Ванесса Гриффен
Островитянка
На молу, поджав под себя ноги, сидит женщина. Насадив на крючок наживку, поплевав на нее как следует, она встает, размахивается, и нейлоновая леска, со свистом прорезав воздух, опускается далеко впереди. С минуту женщина стоит неподвижно, всматривается в круги на воде, потом, подобрав юбку, садится и замирает.
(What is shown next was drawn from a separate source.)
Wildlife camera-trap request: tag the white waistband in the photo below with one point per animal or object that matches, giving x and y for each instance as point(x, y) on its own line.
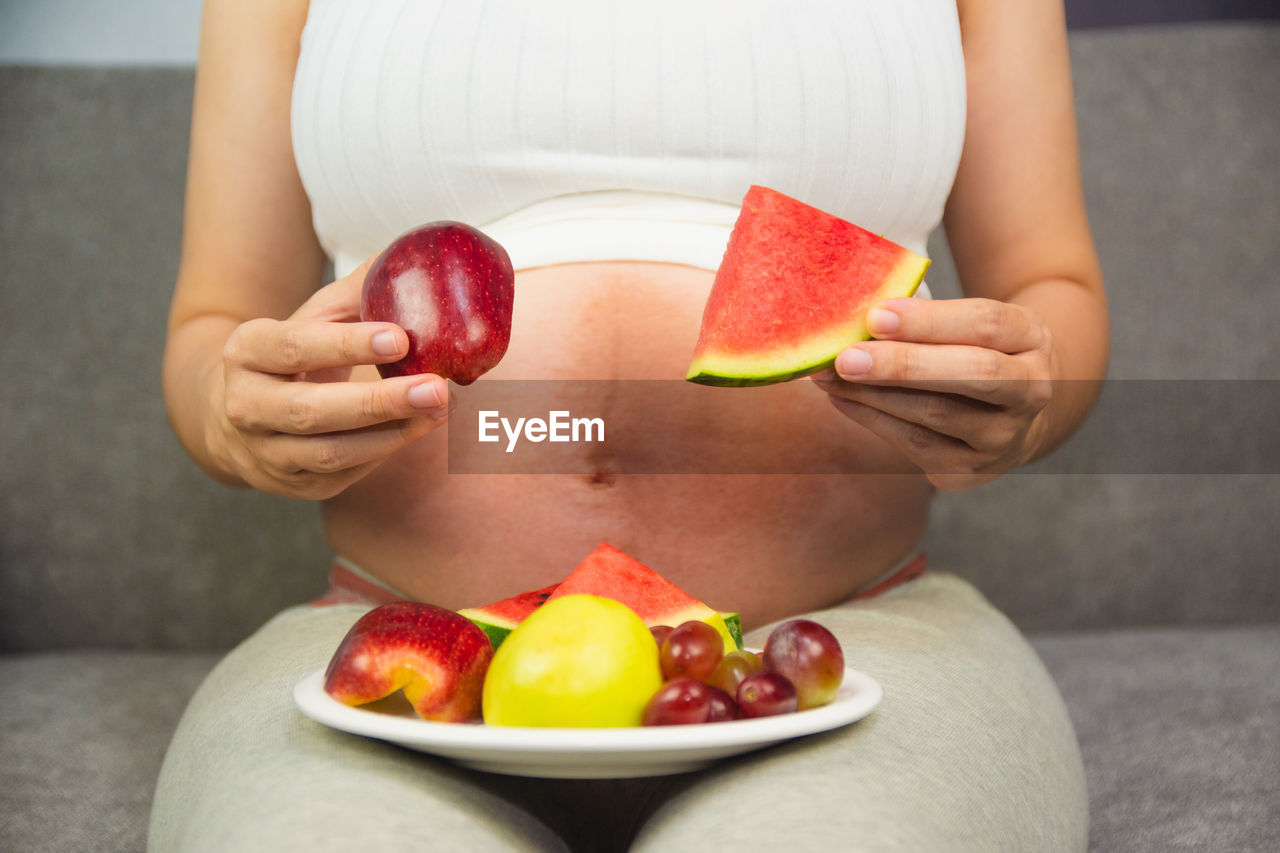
point(616, 226)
Кажется, она может бесконечно сидеть и ждать. Руки спокойно и уверенно держат леску, чутко реагируют на малейшее движение под водой. Вот вроде клюет — она быстро дергает леску на себя, стараясь подсечь рыбу. Проворно, но без суеты, вытягивает и видит, что на крючке ничего нет. Вновь терпеливо возится с наживкой, поплевывает на нее, потирает руки. И снова леска летит далеко в море, и снова женщина садится и ждет.
Время от времени она поднимается, подставив лицо солнцу, выгоревшая юбка полощется на ветру. Рядом в корзине из кокосовых листьев — наживка. Женщина ловит рыбу — на Фиджи это обычная сцена. Проходит час, другой, третий, а она все сидит и терпеливо ждет, изредка почесывая затылок, щурится от нестерпимо яркого солнца, провожая взглядом пыхтящий пароходик, который курсирует между островами. А руки все так же чутко сторожат леску. Вот на черный буек, там, где поблескивают на солнце неровные выступы рифа, сели чайки. Великолепно море, но женщина видит его каждый день и уже не замечает всей красоты.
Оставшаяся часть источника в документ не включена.